Laptops lose value quickly after purchase, but they don't lose it uniformly. Brand, condition, and age interact in ways that make the offer on one machine very different from the offer on another that looks similar on paper. Here is what a pawnbroker is actually looking at when you bring one in.
Brand
Brand is the first filter. After a few years of use, a laptop's brand strongly predicts its residual performance and reliability — which in turn predicts how quickly a pawn shop can resell it. Broadly, the hierarchy of brands by resale demand looks like this:
- Apple
- Dell
- HP
- MSI
- Samsung
- Lenovo
- ASUS
- Toshiba
- Acer
This is a rough order, and there are exceptions — a premium Lenovo ThinkPad, for example, may outperform a budget Dell in a broker's eyes. But for general guidance, brands higher on the list command higher offers for equivalent models.
Condition
Pawnbrokers evaluate visible condition carefully. Any damage — drops, water exposure, cracked hinges, broken keys — signals that the underlying hardware may have been compromised even if the machine still powers on. A brand carries an implied promise of performance; visible damage signals that promise may have been broken.

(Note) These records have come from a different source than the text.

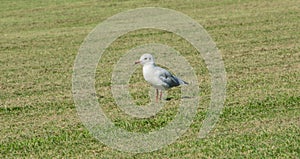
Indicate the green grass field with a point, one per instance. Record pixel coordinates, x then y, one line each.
259 42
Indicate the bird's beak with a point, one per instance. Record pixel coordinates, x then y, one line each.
136 62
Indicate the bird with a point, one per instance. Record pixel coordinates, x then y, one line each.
160 78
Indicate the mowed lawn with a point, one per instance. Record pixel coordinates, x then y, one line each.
259 42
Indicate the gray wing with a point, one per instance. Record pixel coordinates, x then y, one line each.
169 79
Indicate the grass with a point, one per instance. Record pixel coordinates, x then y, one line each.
259 42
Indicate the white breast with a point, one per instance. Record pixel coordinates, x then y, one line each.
151 75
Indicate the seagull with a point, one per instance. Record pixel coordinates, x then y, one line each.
158 77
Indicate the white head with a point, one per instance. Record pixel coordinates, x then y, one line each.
146 59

A laptop in clean condition that powers on fully and shows no damage to the screen, chassis, or keyboard will earn the best offer for its category. Damage of any kind reduces the offer, sometimes to zero if it suggests internal component failure.
Age
Laptops older than five years become difficult to sell for two related reasons: parts availability and software support. Repair shops can't always source components for old machines, and operating systems eventually drop support for older hardware. If a laptop is running an unsupported OS and the hardware won't support a current one, its resale audience shrinks sharply.

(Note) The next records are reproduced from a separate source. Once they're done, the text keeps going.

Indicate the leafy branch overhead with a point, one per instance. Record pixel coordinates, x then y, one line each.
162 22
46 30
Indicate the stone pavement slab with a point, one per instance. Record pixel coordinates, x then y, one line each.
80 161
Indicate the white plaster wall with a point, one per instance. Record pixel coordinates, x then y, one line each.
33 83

A laptop with a floppy disk drive is effectively a parts machine. Don't be offended by a minimal offer — the market for that hardware is genuinely tiny.
Editor's note — April 2026
This guide was written in September 2015. The brand hierarchy above has shifted somewhat — Lenovo's ThinkPad line has gained significant reputation, and gaming laptops (ASUS ROG, MSI) command strong resale prices. The five-year age threshold remains a reasonable rule of thumb, though machines running current operating systems and supported hardware can remain saleable longer. Check eBay's completed sales for your specific model and configuration before visiting a shop.